2024-01-18T18:31:49+0800 [INFO] [cli] Starting production HTTP BentoServer from "service:SDXLTurboService" listening on http://localhost:3000 (Press CTRL+C to quit)
Loading pipeline components...: 100%

The server is now active at http://localhost:3000. You can interact with it using the Swagger UI or in other different ways.

CURL

curl -X 'POST' \
  'http://localhost:3000/txt2img' \
  -H 'accept: image/*' \
  -H 'Content-Type: application/json' \
  -d '{
  "prompt": "A cinematic shot of a baby racoon wearing an intricate italian priest robe.",
  "num_inference_steps": 1,
  "guidance_scale": 0
}'

Python client

import bentoml

with bentoml.SyncHTTPClient("http://localhost:3000") as client:
        result = client.txt2img(
            prompt="A cinematic shot of a baby racoon wearing an intricate italian priest robe.",
            num_inference_steps=1,
            guidance_scale=0.0
        )

For detailed explanations of the Service code, see Stable Diffusion XL Turbo.

Deploy to BentoCloud

After the Service is ready, you can deploy the application to BentoCloud for better management and scalability. Sign up if you haven't got a BentoCloud account.

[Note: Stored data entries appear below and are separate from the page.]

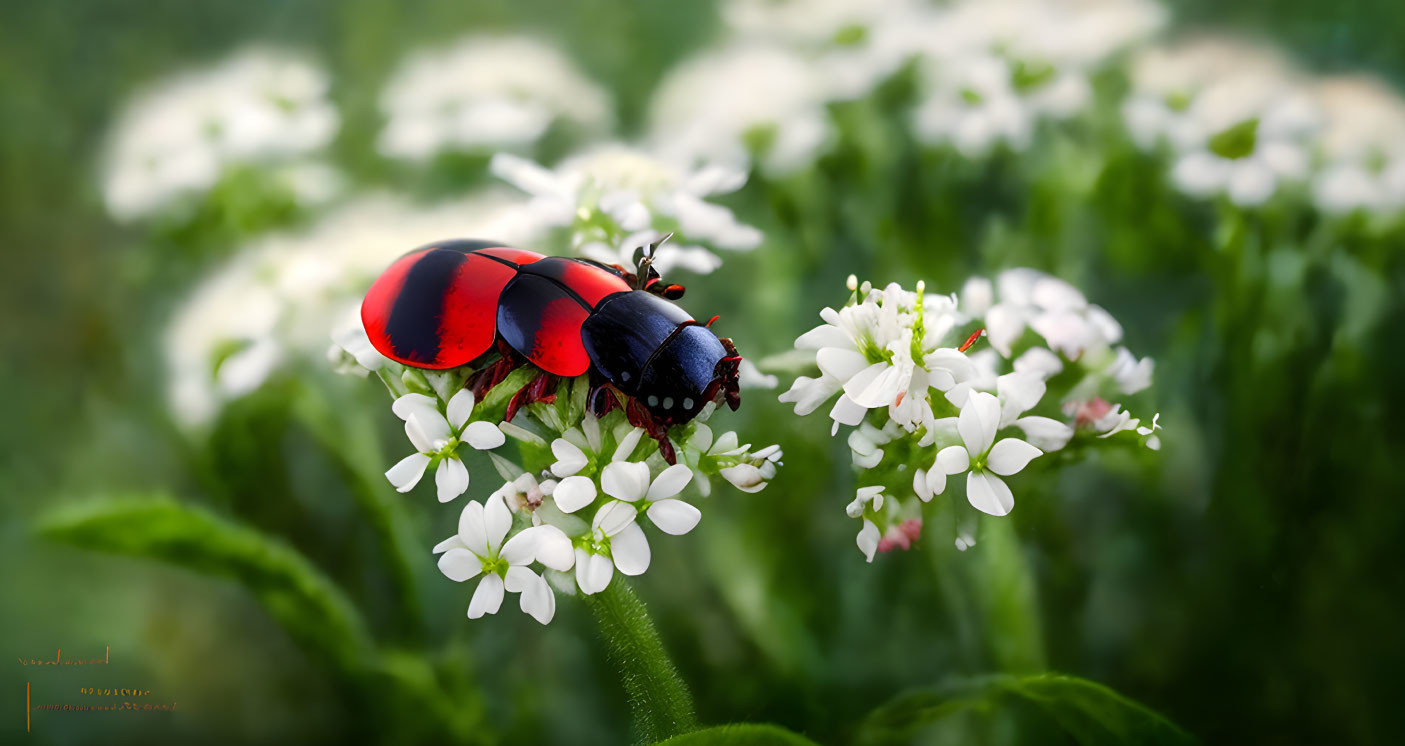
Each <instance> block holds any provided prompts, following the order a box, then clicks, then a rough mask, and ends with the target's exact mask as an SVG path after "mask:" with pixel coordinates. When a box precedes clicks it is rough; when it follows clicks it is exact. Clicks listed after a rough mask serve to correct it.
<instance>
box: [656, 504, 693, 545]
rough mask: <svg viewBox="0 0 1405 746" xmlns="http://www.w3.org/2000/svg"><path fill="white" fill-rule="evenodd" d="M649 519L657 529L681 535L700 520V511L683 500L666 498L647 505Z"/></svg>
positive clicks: (670, 533) (665, 531)
mask: <svg viewBox="0 0 1405 746" xmlns="http://www.w3.org/2000/svg"><path fill="white" fill-rule="evenodd" d="M649 520H651V521H653V525H658V527H659V531H663V532H665V534H673V535H674V537H681V535H683V534H687V532H688V531H691V530H693V528H694V527H695V525H697V524H698V521H700V520H702V511H701V510H698V509H697V507H695V506H693V504H688V503H684V502H683V500H674V499H667V500H659V502H656V503H653V504H651V506H649Z"/></svg>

Make sure you have logged in to BentoCloud, then run the following command to deploy it.

bentoml deploy .

Once the application is up and running on BentoCloud, you can access it via the exposed URL.

Note: For custom deployment in your own infrastructure, use BentoML to generate an OCI-compliant image.

Choose another diffusion model

To deploy a different diffusion model, go to the corresponding subdirectories of this repository.